"Matar un ruiseñor es pecado"
-Harper Lee.
Dos semanas me tomó recorrer los rincones de la ciudad de Maycomb, pasar a cada una de las casas y sentarme en las mesas de cada una de las familias que ahí habitan, entender la procedencia de sus costumbres y actitudes.
Recorrí los plantíos de algodón, me bañé en la laguna y corrí por las calles inclinadas jugando con los niños.
Dos semanas tardé en descubrir una serie de anécdotas, aparentemente sin conexión, que le daban sentido a toda la 'actualidad' que se describe en "'Matar un ruiseñor".

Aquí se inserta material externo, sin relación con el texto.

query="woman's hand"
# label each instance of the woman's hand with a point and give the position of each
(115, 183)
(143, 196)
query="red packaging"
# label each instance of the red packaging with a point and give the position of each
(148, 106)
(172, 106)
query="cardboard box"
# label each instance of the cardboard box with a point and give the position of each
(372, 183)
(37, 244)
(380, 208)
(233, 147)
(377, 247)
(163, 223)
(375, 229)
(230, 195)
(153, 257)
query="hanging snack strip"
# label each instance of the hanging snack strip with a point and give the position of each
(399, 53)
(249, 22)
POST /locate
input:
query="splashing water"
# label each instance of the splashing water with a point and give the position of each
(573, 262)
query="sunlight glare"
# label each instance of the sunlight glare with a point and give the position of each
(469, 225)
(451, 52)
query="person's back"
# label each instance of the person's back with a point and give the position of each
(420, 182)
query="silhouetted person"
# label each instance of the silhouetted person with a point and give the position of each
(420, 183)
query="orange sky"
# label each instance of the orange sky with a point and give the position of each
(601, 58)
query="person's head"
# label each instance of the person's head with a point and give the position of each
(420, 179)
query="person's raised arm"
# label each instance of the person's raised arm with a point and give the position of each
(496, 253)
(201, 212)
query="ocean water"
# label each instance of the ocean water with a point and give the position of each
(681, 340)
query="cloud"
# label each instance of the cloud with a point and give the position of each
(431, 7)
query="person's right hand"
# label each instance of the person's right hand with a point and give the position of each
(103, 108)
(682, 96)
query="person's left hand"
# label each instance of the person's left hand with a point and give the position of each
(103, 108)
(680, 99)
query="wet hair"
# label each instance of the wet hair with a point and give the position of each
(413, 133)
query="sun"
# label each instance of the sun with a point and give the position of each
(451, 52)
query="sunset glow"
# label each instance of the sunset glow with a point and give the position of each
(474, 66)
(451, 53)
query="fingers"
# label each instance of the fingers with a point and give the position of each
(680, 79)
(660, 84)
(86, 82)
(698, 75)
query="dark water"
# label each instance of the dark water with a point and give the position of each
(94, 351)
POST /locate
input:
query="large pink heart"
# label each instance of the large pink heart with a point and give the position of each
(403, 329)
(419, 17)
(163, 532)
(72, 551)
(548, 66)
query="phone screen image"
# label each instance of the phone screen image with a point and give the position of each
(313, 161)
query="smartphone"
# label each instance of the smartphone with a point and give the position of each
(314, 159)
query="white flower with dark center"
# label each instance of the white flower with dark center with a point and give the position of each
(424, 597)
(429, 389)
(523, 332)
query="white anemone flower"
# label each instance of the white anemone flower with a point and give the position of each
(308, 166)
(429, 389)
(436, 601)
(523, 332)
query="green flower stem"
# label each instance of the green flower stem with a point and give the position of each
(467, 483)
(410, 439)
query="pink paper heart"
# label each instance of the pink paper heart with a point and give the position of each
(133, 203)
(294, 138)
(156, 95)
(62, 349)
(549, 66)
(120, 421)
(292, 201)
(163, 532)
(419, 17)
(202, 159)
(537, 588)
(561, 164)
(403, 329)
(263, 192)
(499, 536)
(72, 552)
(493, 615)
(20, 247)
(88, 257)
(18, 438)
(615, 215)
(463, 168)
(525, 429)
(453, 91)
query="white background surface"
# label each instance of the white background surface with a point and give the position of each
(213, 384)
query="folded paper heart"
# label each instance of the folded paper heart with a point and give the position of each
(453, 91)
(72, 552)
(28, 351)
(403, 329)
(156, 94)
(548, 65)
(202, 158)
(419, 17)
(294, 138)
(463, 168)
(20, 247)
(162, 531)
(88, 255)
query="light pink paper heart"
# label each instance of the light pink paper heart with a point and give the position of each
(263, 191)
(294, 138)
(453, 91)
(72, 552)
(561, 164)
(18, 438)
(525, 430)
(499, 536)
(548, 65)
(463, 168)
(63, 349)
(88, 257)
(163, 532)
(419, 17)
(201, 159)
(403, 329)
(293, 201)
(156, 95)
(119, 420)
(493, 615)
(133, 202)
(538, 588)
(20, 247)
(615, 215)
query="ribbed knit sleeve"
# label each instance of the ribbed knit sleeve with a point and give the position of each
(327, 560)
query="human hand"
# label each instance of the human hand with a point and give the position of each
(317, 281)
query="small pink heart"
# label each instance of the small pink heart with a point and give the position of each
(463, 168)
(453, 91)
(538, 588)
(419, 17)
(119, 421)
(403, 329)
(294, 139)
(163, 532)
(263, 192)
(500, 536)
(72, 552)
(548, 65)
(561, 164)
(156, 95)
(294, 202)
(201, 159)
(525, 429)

Evidentemente, es en dicha obra literaria, donde descubrí la frase que precede el presente texto, si bien, el autor explica por medio de uno de los protagonistas, que asesinar un ruiseñor es considerado pecado por el hecho de que estas aves no hacen otra cosa que cantar, es decir, no causan un mal a nadie, se entiende perfectamente que asesinar a cualquier animal no es más que un acto vil y sin sentido, puesto que no son amenaza para el hombre, y que, (perdonen la redundancia), si estos atacan a los hombres, es porque el hombre es quien amenaza su existencia.
Pero no podía quedarme con esa explicación, una novela ganadora del Pulitzer debería tener un sentido más profundo en las lecciones de vida que describe en su contenido, y no me equivocaba, pero, ¿A qué sentido hace referencia?
La pérdida de la inocencia
Así es, a lo largo de la obra se plantean situaciones que suponen una enseñanza para la figura principal, una niña de 8 años que comienza a descubrir el mundo que la rodea. Constantemente se cuestiona (como todo niño de esa edad) el por qué de una actitud, de una acción, de otra reacción, de las condiciones de vida de este o aquel individuo, y su padre -quien ejemplifica el ideal de hombre y a quien pocas veces entiende- amorosa y pacientemente le explica y responde cada uno de sus cuestionamientos, pero también los adultos con quienes tiene un trato, y son estos últimos quienes le dan la posibilidad de entender a su propio padre.
Es difícil no sentirse abrumado al descubrir que, poco a poco y de manera casi imperceptible, el alma se va corrompiendo conforme vamos haciéndonos mayores, que aceptamos sin más la malicia que nos ha inundando en todo aspecto y que ahora vemos como algo normal y cotidiano. La inocencia se presenta en los niños, quienes no entienden de odio ni rencor, quienes no desean el mal a nadie y si llegasen a expresarlo, podemos estar convencidos que ni siquiera entienden lo que significan sus palabras o 'deseos'.
Pero la inocencia también supone para aquellos que, pese a saber y ser conscientes de la maldad, se niegan a practicarla, puesto que en ellos se ejecuta una moral infranqueable.
Así, la inocencia, o la falta de ella, se ven reflejados en la manera que miramos este o aquel aspecto, en cómo pensamos de una persona, de alguna situación, en las palabras que utilizamos, en las acciones que realizamos.
Triste es percibir que en nuestros días, incluso los niños pierden la inocencia a una edad muy corta, que les llenamos de malicia, de prejuicios negativos, de violencia, discriminación y clascismo, de envidia y avaricia, porque eso es el pan de cada día, porque creemos que esto es la realidad.
Como dijera la filósofa Mariana Urquijo:
"Ojalá nuestra sociedad no tuviera tan asumido que la inocencia es un sueño y que su pérdida es una entrada en la realidad. Ojalá nuestra concepción de la realidad humana y social fuera otra más colectivista, menos competitiva y más amorosa, porque yo sigo sin resignarme a perder la inocencia."